With this scatter of strategies, it’s hard to gauge just to what extent Kaspar finds himself in on his own joke. How aware is he not only of fashion’s reification of painting, but also of painting’s long reification of fashion—from the lavish sartorial logics of seventeenth-century art to today’s socially networked influencer-painters? What are the effects of this postcritical response to art-inspired consumerism—and how seriously is Kaspar proposing his canvases as luxury products in their own right? The artist’s point about painting’s co-optation by fashion is contingent on the felicity of his examples, but by supplementing fashion-industrial paint techniques with his own gestural interventions, he opens his work up to an altogether different kind of formal evaluation: that of painting! His cautious painterly gestures—filling in an occasional floral stencil, adding expressive marks here and there—look strategically derivative but nonetheless feel pressingly sincere (or is it the other way around?). Kaspar seems unsure whether his own mark-making offers more than some fashionable splatter to adorn a pair of fictitious Balenciaga jeans, the theme of The Balenciaga Revenge (Artist Pants); viewers, in turn, are unsure whether to care about Kaspar’s paintings.

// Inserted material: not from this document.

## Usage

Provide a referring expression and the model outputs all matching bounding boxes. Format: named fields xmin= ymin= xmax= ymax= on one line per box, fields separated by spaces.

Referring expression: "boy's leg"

This critical cul-de-sac, which Kaspar has succinctly mined for more than a decade, is further obfuscated by an additional work, the ambitious installation The Cherry Orchard, which restages Chekhov’s 1903 play about the collapse of the aristocracy in turn-of-the-century Russia. With Kaspar’s postapocalyptic orchard, where Cyrillic fast-food packaging cast in bronze lay scattered among fake cherry petals, the exhibition’s tentative argument about consumer behavior—its relation to decadence, desire, destruction—strayed in too many directions, ultimately diffusing (much in the manner of a merchandise line) Kaspar’s otherwise original inquiry into the fraught relation between canvas and couture.